I wondered from time to time how Mr. Rossiter had felt about this when he’d been alive. Maybe Mrs. Rossiter had become so fixated on Durwood since her husband had died? I’d never known M. T. Rossiter, who had departed this world over four years ago, around the time I’d landed in Shakespeare. While I knelt in the bathroom, using the special rinse attachment to flush the shampoo out of Durwood’s coat, I interrupted Mrs. Rossiter’s monologue on next month’s Garden Club flower show to ask her what her husband had been like.

Since I’d stopped her midflow, it took Birdie Rossiter a moment to redirect the stream of conversation.

“Well… my husband… it’s so strange you should ask, I was just thinking of him…”

Birdie Rossiter had always just been thinking of whatever topic you suggested.

“M. T. was a farmer.”

I nodded, to show I was listening. I’d spotted a flea in the water swirling down the drain and I was hoping Mrs. Rossiter wouldn’t see it.
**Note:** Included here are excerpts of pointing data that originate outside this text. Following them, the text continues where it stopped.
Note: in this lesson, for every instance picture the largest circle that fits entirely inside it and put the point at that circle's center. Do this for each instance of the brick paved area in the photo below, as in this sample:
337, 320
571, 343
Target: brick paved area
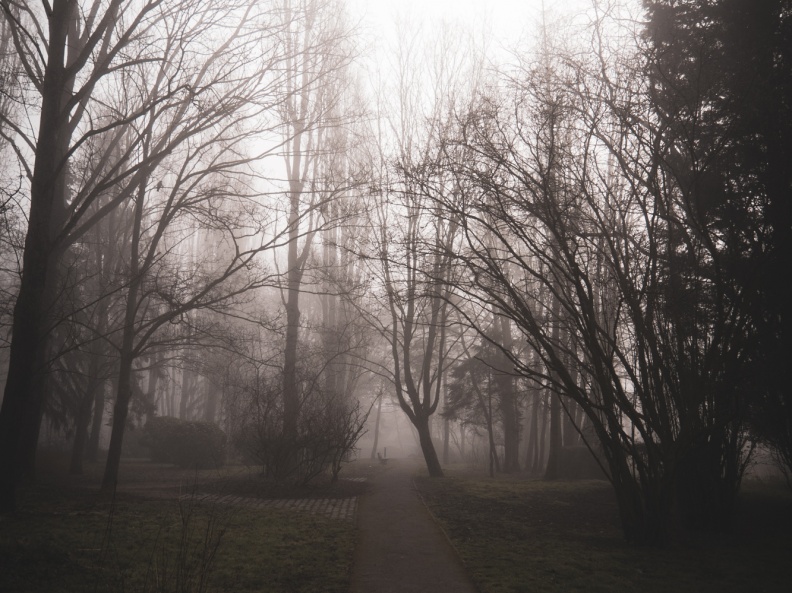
344, 509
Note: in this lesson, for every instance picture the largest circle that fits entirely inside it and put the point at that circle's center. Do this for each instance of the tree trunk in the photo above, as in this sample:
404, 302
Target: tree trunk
376, 427
540, 458
120, 412
427, 447
507, 400
551, 471
96, 424
20, 414
532, 454
81, 428
127, 354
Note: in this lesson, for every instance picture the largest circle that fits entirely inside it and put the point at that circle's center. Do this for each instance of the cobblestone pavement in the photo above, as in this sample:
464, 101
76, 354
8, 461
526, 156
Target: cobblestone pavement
344, 509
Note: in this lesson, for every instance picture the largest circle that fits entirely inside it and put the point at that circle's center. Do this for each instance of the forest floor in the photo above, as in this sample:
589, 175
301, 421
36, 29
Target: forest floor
167, 529
381, 528
522, 535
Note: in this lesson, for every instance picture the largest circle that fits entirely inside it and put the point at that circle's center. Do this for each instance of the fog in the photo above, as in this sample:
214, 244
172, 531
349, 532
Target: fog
435, 252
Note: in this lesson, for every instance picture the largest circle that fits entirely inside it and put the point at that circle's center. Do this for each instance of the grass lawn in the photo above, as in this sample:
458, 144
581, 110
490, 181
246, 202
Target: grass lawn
65, 538
535, 536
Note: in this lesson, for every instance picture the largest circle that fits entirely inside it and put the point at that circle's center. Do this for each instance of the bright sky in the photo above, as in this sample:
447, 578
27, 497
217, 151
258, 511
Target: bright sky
508, 20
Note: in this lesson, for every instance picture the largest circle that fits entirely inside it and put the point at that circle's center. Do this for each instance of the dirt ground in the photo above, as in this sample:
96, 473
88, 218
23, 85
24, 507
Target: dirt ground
400, 548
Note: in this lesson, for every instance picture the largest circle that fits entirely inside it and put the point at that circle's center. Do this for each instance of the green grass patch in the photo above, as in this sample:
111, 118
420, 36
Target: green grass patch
65, 540
535, 536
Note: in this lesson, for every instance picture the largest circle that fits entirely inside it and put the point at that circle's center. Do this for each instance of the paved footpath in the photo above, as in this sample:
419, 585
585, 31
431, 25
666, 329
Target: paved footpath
400, 548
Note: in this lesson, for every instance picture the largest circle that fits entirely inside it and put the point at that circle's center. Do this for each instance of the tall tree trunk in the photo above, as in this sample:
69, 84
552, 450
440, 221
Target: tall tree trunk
92, 453
427, 446
127, 354
551, 471
20, 414
540, 458
532, 453
507, 398
376, 427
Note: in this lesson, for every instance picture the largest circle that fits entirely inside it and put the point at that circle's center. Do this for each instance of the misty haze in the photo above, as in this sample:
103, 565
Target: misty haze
361, 296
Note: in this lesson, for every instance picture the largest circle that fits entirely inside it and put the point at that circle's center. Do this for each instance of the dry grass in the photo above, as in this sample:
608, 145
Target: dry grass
530, 535
68, 537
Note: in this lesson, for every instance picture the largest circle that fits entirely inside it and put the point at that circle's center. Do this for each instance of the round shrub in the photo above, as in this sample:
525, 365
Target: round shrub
188, 444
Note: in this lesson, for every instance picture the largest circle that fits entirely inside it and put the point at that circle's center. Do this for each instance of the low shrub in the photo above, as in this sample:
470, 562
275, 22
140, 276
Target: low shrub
188, 444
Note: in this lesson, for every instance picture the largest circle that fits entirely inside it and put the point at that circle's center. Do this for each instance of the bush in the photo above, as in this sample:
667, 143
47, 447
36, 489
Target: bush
188, 444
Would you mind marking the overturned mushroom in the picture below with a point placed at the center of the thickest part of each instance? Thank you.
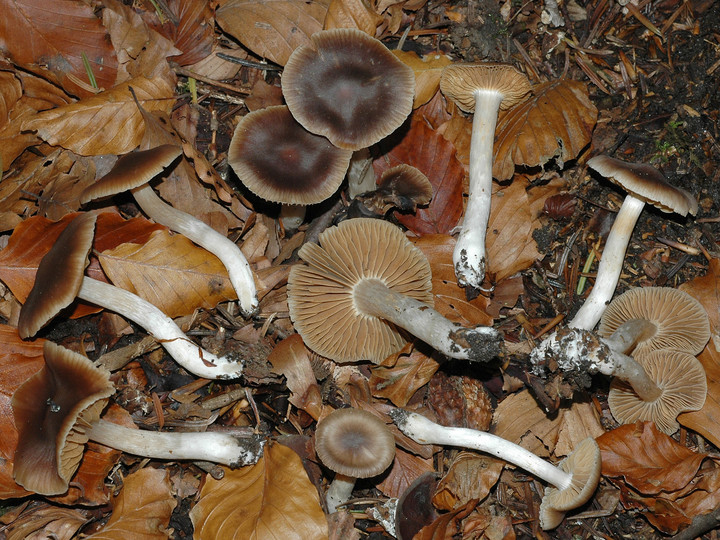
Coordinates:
(363, 281)
(58, 409)
(59, 280)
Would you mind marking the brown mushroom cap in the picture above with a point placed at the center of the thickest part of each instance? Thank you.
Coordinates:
(354, 443)
(584, 465)
(680, 321)
(59, 275)
(459, 82)
(280, 161)
(320, 293)
(131, 171)
(348, 87)
(682, 380)
(646, 183)
(51, 410)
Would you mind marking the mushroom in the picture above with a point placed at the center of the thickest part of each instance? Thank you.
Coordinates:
(59, 280)
(482, 89)
(347, 86)
(644, 184)
(354, 444)
(133, 172)
(280, 161)
(363, 281)
(58, 409)
(573, 480)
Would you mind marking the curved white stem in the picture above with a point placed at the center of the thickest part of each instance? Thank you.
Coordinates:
(193, 358)
(425, 431)
(610, 265)
(372, 297)
(196, 446)
(205, 236)
(469, 256)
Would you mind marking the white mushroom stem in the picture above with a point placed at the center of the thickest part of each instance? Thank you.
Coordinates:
(193, 358)
(373, 298)
(205, 236)
(469, 256)
(196, 446)
(610, 265)
(425, 431)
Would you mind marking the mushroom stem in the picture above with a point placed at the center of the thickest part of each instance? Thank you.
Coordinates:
(610, 265)
(373, 297)
(425, 431)
(469, 256)
(205, 236)
(193, 358)
(196, 446)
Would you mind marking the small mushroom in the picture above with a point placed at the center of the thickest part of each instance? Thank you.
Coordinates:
(59, 280)
(573, 480)
(132, 172)
(280, 161)
(361, 283)
(347, 86)
(482, 89)
(58, 409)
(644, 184)
(354, 444)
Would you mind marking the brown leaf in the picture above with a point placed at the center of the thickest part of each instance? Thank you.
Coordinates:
(39, 33)
(647, 459)
(427, 151)
(272, 29)
(269, 500)
(142, 510)
(556, 122)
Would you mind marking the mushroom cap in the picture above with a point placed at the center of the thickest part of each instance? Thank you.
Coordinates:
(131, 171)
(51, 410)
(646, 183)
(280, 161)
(679, 375)
(459, 82)
(320, 292)
(584, 465)
(354, 443)
(347, 86)
(681, 321)
(59, 275)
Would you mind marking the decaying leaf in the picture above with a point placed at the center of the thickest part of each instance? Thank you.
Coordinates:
(269, 500)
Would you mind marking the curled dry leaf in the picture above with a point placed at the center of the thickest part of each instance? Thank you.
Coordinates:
(556, 122)
(274, 29)
(271, 499)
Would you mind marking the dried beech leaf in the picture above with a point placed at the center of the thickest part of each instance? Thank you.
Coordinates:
(647, 459)
(272, 29)
(108, 123)
(170, 272)
(46, 34)
(142, 510)
(556, 122)
(431, 154)
(266, 501)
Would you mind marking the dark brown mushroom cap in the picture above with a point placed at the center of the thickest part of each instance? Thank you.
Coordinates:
(51, 410)
(280, 161)
(131, 171)
(682, 380)
(354, 443)
(680, 321)
(59, 275)
(348, 87)
(584, 465)
(646, 183)
(320, 292)
(459, 82)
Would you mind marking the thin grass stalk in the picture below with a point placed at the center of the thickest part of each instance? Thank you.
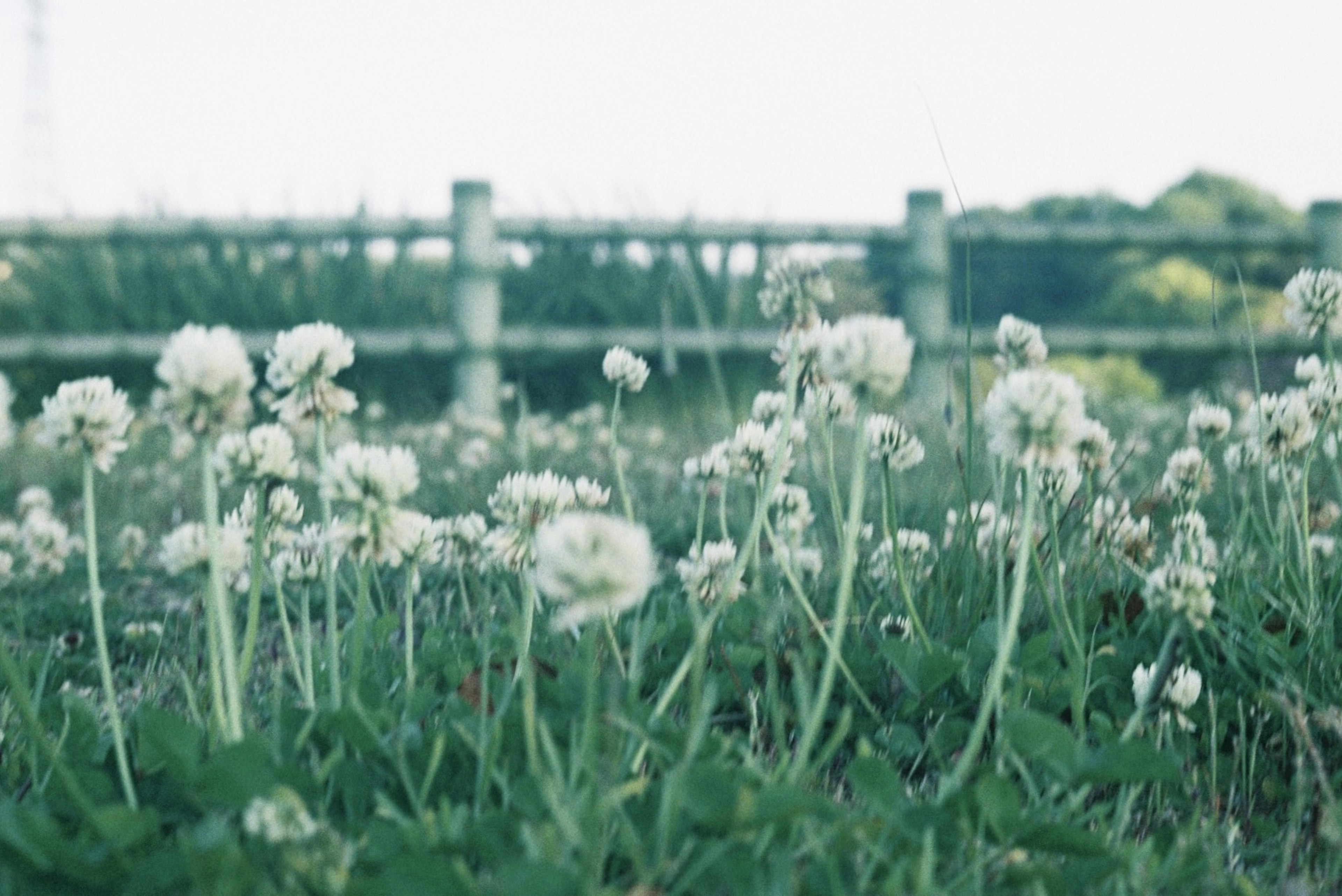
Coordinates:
(258, 565)
(1007, 636)
(410, 628)
(328, 568)
(96, 599)
(223, 606)
(615, 455)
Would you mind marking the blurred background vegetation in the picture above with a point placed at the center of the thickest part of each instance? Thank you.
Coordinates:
(142, 286)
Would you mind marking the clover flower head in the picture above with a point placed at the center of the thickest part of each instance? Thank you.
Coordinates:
(1035, 418)
(1020, 345)
(264, 454)
(712, 464)
(592, 565)
(893, 445)
(625, 369)
(304, 558)
(88, 415)
(1094, 446)
(1208, 422)
(1314, 302)
(867, 352)
(794, 288)
(706, 573)
(372, 477)
(1187, 477)
(832, 402)
(207, 380)
(768, 407)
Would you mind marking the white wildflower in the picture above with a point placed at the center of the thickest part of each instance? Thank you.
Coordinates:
(867, 352)
(706, 573)
(1035, 418)
(893, 445)
(792, 289)
(1020, 345)
(625, 369)
(262, 454)
(1208, 422)
(302, 365)
(1314, 302)
(592, 564)
(207, 380)
(88, 415)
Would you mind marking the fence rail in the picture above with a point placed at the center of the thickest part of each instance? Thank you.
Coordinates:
(926, 240)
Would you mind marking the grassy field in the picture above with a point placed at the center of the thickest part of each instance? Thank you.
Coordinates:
(1040, 648)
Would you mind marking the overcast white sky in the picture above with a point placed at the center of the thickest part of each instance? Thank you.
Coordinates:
(706, 108)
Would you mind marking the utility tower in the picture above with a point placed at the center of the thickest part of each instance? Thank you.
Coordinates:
(38, 155)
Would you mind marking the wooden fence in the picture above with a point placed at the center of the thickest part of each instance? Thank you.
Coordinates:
(929, 240)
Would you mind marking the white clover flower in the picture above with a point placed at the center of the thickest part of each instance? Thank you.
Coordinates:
(1187, 477)
(88, 415)
(867, 352)
(302, 365)
(6, 406)
(264, 454)
(1035, 418)
(1184, 687)
(34, 499)
(1020, 345)
(792, 289)
(714, 463)
(1142, 682)
(1282, 423)
(207, 380)
(893, 445)
(592, 564)
(187, 549)
(1094, 446)
(1208, 422)
(832, 402)
(807, 342)
(755, 446)
(768, 407)
(706, 573)
(1192, 544)
(625, 369)
(590, 494)
(371, 477)
(1314, 302)
(522, 502)
(304, 558)
(1183, 589)
(46, 544)
(1059, 485)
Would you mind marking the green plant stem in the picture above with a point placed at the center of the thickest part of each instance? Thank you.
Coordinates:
(222, 603)
(843, 603)
(96, 597)
(1007, 638)
(329, 569)
(258, 566)
(615, 455)
(412, 573)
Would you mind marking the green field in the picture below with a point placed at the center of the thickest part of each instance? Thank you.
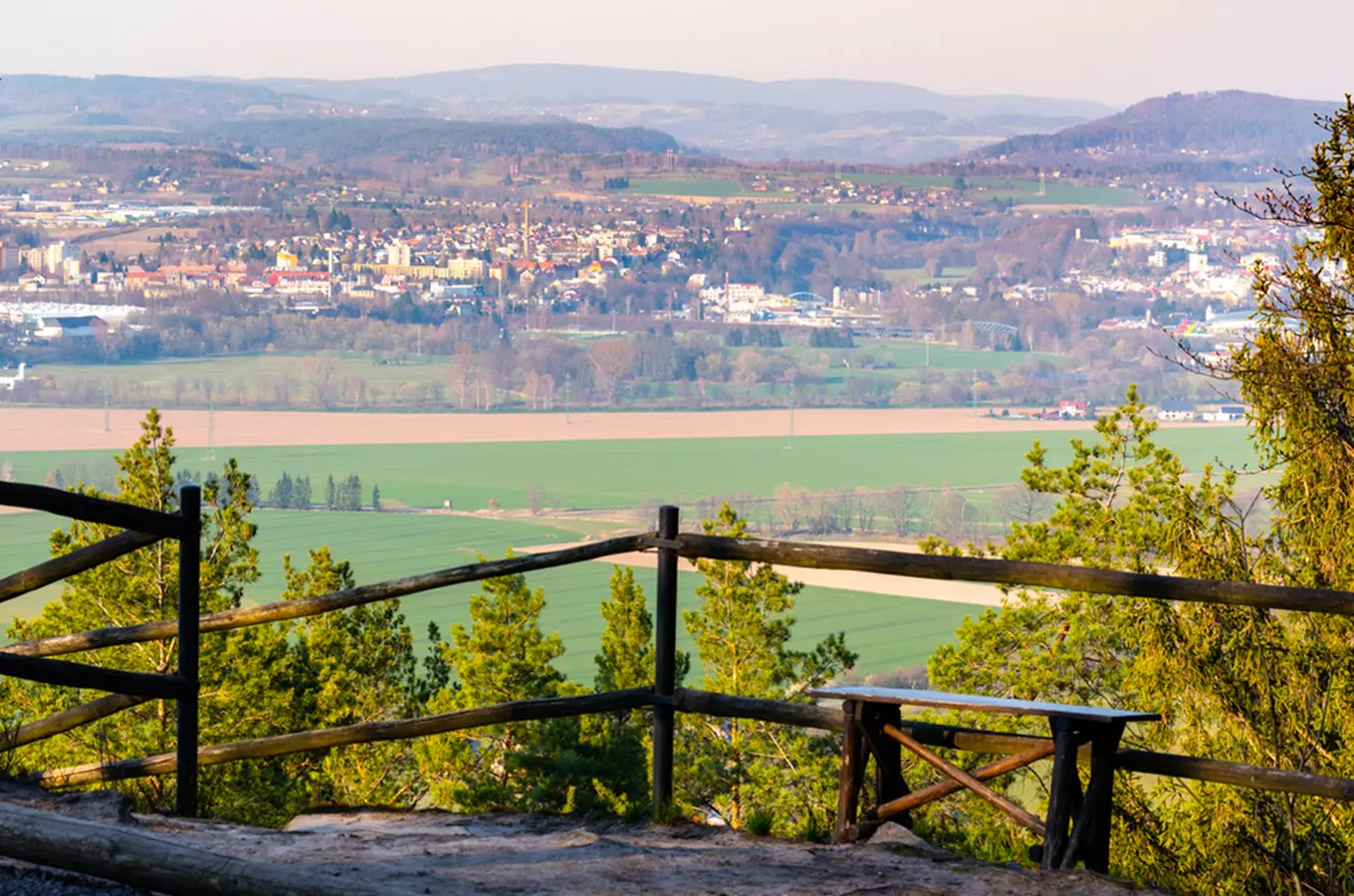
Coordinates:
(416, 383)
(634, 473)
(886, 631)
(1022, 192)
(695, 188)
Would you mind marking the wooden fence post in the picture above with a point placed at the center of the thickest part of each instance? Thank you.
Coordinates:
(190, 564)
(665, 659)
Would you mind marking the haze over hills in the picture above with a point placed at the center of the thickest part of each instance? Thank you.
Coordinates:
(856, 120)
(809, 119)
(1187, 128)
(838, 119)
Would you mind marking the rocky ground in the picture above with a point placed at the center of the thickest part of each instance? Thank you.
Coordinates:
(519, 854)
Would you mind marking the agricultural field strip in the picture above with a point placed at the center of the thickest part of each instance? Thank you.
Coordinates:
(887, 631)
(843, 579)
(82, 429)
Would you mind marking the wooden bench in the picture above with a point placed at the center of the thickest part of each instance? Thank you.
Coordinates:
(1078, 824)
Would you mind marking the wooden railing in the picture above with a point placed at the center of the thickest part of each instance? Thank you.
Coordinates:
(127, 688)
(662, 697)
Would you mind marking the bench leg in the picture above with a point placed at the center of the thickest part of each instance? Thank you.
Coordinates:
(1061, 793)
(852, 773)
(888, 756)
(1090, 836)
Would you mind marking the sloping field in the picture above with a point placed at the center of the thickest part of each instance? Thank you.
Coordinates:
(638, 471)
(887, 631)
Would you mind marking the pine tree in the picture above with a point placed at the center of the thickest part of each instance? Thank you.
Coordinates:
(500, 658)
(352, 666)
(142, 586)
(627, 648)
(742, 632)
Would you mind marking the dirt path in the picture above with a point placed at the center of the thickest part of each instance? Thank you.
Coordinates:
(78, 429)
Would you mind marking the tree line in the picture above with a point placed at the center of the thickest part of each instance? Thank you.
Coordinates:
(294, 493)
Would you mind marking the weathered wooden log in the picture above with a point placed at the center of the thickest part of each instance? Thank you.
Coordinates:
(82, 507)
(71, 719)
(131, 857)
(247, 616)
(363, 733)
(56, 672)
(68, 564)
(981, 789)
(940, 789)
(1236, 773)
(1019, 572)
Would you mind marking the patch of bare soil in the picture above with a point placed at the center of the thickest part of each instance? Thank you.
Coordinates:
(499, 854)
(75, 429)
(436, 851)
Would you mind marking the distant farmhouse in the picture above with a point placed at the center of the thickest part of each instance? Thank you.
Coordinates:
(1177, 410)
(87, 327)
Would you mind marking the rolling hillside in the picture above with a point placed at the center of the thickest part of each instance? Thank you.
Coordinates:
(1233, 126)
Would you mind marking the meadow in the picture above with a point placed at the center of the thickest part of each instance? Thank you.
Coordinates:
(886, 631)
(638, 473)
(417, 379)
(696, 188)
(1021, 192)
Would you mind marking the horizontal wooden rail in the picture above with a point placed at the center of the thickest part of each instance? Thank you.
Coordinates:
(156, 864)
(247, 616)
(702, 703)
(68, 564)
(82, 507)
(363, 733)
(997, 744)
(55, 672)
(1018, 572)
(71, 719)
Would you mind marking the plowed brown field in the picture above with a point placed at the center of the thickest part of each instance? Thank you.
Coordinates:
(76, 429)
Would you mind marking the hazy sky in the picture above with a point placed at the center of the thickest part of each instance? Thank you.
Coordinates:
(1093, 49)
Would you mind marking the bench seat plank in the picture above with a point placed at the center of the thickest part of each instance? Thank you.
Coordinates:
(943, 700)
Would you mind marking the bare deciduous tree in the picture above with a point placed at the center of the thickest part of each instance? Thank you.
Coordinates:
(901, 504)
(1017, 504)
(323, 375)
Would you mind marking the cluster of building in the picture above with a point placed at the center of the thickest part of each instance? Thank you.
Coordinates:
(29, 210)
(751, 304)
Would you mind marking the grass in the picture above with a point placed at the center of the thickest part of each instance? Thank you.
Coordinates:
(408, 384)
(635, 473)
(700, 188)
(162, 379)
(886, 631)
(911, 353)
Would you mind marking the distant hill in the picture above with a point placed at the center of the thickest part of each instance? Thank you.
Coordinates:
(837, 119)
(40, 102)
(1231, 126)
(425, 138)
(572, 84)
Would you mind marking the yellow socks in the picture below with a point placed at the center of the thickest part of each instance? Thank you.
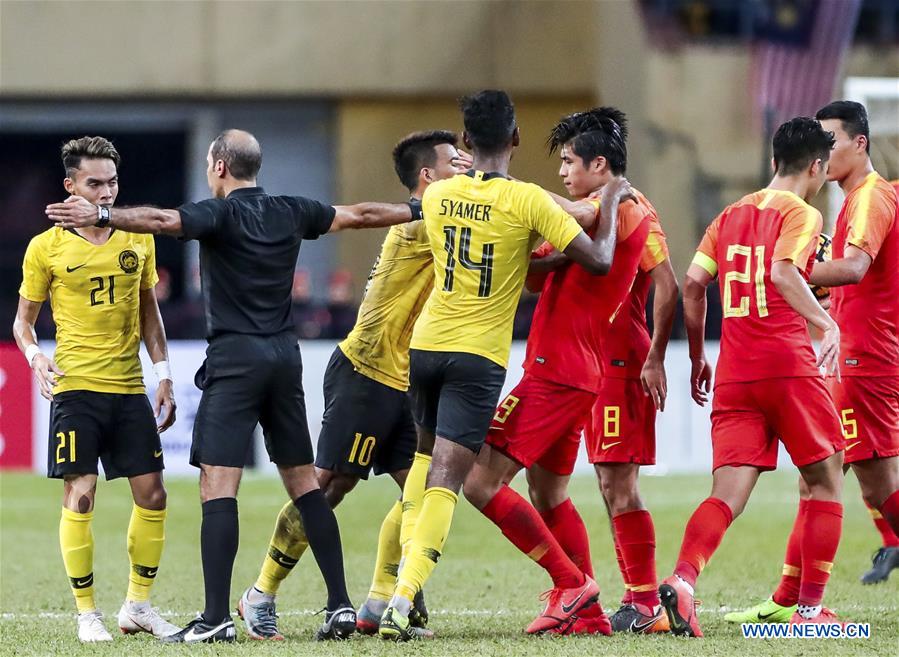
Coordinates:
(431, 531)
(146, 537)
(387, 562)
(284, 551)
(77, 544)
(413, 492)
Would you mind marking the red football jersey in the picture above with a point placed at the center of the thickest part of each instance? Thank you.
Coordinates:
(762, 336)
(575, 308)
(628, 340)
(868, 313)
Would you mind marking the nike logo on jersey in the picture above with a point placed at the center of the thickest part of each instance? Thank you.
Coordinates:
(570, 607)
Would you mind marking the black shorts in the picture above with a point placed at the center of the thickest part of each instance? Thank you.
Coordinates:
(87, 426)
(250, 379)
(454, 394)
(366, 424)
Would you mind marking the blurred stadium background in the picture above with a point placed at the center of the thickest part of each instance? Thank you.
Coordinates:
(329, 87)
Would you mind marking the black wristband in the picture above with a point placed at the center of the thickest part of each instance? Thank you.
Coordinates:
(104, 216)
(415, 209)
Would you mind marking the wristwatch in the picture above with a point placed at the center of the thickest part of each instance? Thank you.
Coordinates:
(103, 217)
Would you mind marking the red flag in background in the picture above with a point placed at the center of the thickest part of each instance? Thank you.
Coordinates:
(16, 406)
(796, 60)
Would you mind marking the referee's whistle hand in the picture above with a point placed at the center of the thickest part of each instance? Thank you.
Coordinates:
(74, 212)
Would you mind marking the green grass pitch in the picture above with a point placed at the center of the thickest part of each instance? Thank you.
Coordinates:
(482, 594)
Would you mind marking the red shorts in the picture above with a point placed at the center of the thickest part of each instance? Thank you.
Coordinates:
(541, 422)
(623, 426)
(748, 419)
(869, 410)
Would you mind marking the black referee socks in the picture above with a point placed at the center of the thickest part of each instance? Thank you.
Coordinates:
(219, 535)
(323, 535)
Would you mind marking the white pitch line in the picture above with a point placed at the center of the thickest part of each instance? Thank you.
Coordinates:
(437, 612)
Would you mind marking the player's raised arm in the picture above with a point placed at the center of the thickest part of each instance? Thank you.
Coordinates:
(153, 332)
(374, 215)
(583, 211)
(596, 255)
(664, 305)
(78, 212)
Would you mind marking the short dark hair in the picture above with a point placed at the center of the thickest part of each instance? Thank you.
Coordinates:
(92, 148)
(798, 143)
(853, 117)
(240, 152)
(601, 131)
(489, 119)
(416, 151)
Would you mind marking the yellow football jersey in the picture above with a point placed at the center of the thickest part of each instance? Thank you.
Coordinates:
(481, 227)
(399, 285)
(94, 293)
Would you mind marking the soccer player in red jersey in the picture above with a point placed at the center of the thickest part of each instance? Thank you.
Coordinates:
(540, 421)
(886, 558)
(762, 247)
(864, 277)
(621, 434)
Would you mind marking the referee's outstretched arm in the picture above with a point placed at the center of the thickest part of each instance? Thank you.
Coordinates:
(76, 212)
(374, 215)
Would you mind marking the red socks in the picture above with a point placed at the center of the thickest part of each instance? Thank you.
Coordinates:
(523, 526)
(889, 512)
(628, 596)
(702, 537)
(820, 529)
(636, 540)
(787, 593)
(568, 527)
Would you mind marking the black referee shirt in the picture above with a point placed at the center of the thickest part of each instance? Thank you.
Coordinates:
(249, 243)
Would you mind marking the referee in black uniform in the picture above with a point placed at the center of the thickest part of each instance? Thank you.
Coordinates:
(249, 243)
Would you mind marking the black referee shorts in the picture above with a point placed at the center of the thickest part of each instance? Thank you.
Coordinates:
(250, 379)
(454, 394)
(367, 425)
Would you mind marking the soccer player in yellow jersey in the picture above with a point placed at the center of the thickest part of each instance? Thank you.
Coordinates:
(368, 423)
(481, 227)
(100, 283)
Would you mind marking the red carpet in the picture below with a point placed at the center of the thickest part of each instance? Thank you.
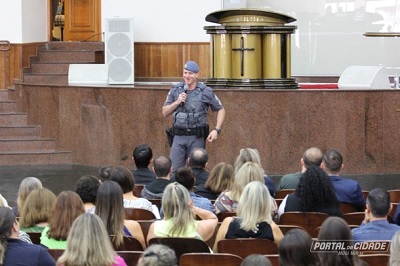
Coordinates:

If she did, Durwood and I would have to go through various unpleasant processes.

“He farmed all his life, he came from a farming family. He never knew anything else but country. His mother actually chewed tobacco, Lily! Can you imagine? But she was good woman, Miss Audie, with a good heart. When I married M. T.-I was just eighteen-Miss Audie told us to build a house wherever on their land we pleased. Wasn’t that nice? So M. T. picked this site, and we spent a year working on the floor plan. And it turned out to be an ordinary old house, after all that planning!” Birdie laughed. Under the fluorescent light of the bathroom, the threads of gray in the darkness of her hair shone so brightly they looked painted.

By the time Birdie had reached the point in her husband’s biography where M. T. was asked to join the Gospellaires, a men’s quartet at Mt. Olive Baptist, I had begun my next grocery list, at least in my head.

An hour later, I was saying good-bye, Mrs. Rossiter’s check tucked in the pocket of my blue jeans.